Savaş yerine eğitime bütçe
Eğitim içerisinde hem öğrencinin hem de öğretmenin yaşadığı somut sorunları ele alan Otlu, Yeşil Sol Parti olarak yıl içerisinde eğitimde yaşanan sorunlar için çalışmalar gerçekleştireceklerini paylaştı. Anadil hakkını savunacaklarını belirten Otlu, “Eğitimde eşit bir politikanın uygulanması için çalışacağız. Parasız, demokratik, bilimsel bir eğitim istiyoruz. Eğitim, tam ticarethaneye dönmüş durumda. Milli Eğitim Bakanlığı’ndan bütçe gelmediği için okul idarelerinin velilerden aidatlar aldığını söylüyorlar. Bu kadar savaşa ayrılmış bir bütçe yerine ezilenlerin ve emekçilerin ihtiyacı olan sağlığa, eğitime, barınmaya ücret ayrılması gerekiyor. Sadece öğrencilerin sorunu yok, öğretmenlerin de çok büyük sorunları var. Örneğin özel öğretmenler tam kölelik sistemi ile çalışıyor. Velilerin bu eğitim sistemine itiraz etmesi gerekiyor” değerlendirmesini yaptı.
‘ÇEDES kız çocuklarının okula gitmemesi üzerine kurulmuş politikadır’

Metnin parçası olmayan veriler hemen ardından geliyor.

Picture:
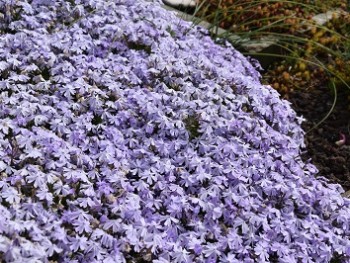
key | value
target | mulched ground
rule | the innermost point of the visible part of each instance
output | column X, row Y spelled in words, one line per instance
column 332, row 161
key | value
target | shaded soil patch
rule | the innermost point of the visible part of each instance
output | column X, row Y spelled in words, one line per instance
column 332, row 161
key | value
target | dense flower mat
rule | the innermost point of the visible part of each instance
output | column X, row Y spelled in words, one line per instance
column 127, row 135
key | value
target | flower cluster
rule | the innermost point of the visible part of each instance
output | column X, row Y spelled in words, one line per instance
column 127, row 135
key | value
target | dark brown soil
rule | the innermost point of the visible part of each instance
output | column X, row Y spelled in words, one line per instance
column 332, row 160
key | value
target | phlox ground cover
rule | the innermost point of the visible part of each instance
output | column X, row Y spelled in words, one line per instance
column 127, row 135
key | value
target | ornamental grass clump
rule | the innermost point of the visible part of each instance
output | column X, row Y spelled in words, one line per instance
column 127, row 135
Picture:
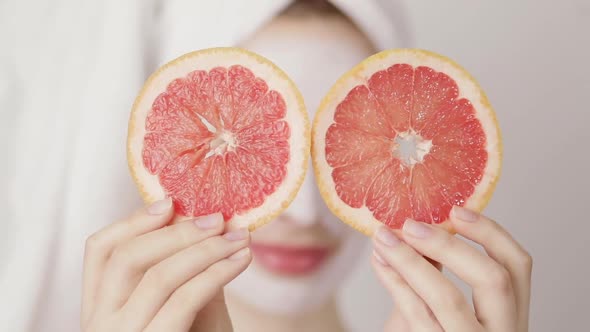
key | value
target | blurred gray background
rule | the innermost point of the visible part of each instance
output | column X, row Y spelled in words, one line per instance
column 532, row 58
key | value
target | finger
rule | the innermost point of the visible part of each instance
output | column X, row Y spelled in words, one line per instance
column 179, row 312
column 493, row 296
column 160, row 281
column 500, row 245
column 129, row 261
column 416, row 313
column 445, row 301
column 100, row 245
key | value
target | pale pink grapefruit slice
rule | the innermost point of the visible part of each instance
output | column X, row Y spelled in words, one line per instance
column 220, row 130
column 405, row 134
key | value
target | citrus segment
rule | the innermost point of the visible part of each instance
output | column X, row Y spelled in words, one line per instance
column 405, row 134
column 220, row 130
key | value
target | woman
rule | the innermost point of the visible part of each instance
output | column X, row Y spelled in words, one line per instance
column 141, row 276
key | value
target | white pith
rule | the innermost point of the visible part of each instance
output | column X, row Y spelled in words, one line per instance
column 362, row 218
column 224, row 141
column 419, row 147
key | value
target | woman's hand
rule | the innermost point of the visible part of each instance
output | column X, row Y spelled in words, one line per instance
column 427, row 301
column 142, row 276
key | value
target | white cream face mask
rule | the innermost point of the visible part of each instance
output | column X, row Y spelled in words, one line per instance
column 314, row 51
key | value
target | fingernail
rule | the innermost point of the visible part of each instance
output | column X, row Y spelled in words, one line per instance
column 210, row 221
column 416, row 229
column 236, row 235
column 465, row 214
column 379, row 259
column 240, row 254
column 160, row 207
column 386, row 236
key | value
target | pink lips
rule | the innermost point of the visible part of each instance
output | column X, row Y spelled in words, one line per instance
column 289, row 260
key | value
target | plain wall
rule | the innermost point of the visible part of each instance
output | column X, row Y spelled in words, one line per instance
column 532, row 58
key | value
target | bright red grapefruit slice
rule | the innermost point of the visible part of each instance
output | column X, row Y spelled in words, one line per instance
column 405, row 134
column 220, row 130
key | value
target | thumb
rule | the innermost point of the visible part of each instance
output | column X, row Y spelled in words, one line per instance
column 213, row 317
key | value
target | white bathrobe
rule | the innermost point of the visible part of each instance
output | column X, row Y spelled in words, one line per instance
column 69, row 71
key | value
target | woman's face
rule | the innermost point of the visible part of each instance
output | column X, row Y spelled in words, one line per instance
column 300, row 258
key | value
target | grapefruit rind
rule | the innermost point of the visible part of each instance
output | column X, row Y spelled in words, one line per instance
column 362, row 219
column 207, row 59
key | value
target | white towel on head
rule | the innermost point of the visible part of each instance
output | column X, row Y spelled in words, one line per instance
column 70, row 72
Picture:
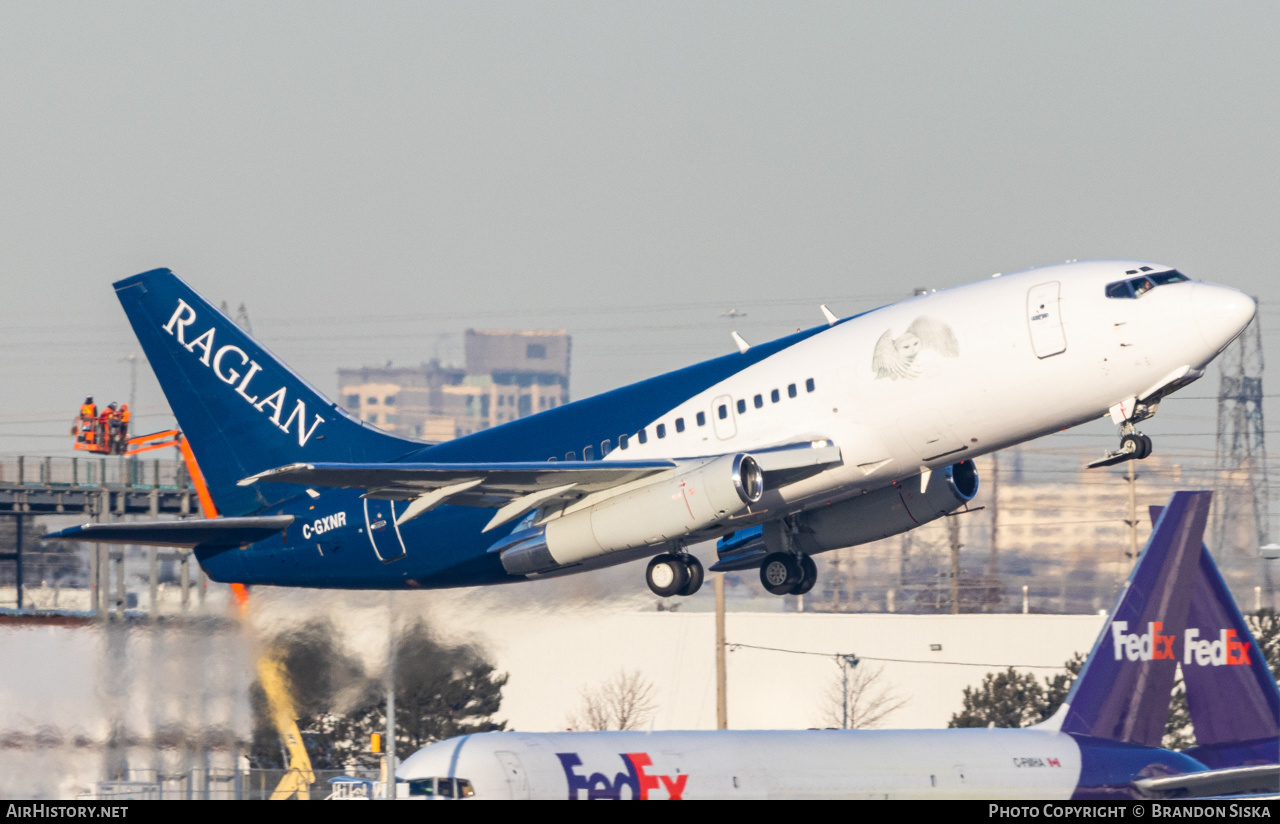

Öte yandan eğitimde kız çocuklarına yönelik gerçekleştirilen politikaların, kadın kazanımlarının yok edilmeye çalışmasıyla aynı politikanın sonucu olduğunu vurgulayan Otlu, “Kız çocuklarının eğitimden mahrum olduğu değil, toplumsal cinsiyet eşitliğinin sağlandığı bir eğitim almasını istiyoruz. Uzun zamandır kadın hakları ve kazanımlarını yok etmeye çalışan bir AKP – erkek egemen rejiminin eğitimde de bu politikaları ile karşı karşıyayız. Mesela ÇEDES sadece inanç özgürlüğüne karşı bir asimilasyon değil, aynı zamanda kız çocuklarının okula gitmemesi üzerine kurulmuş politika. Bu politikaları reddetmeliyiz. Çözüm ancak örgütlü mücadele ile mümkün” ifadelerini kullandı.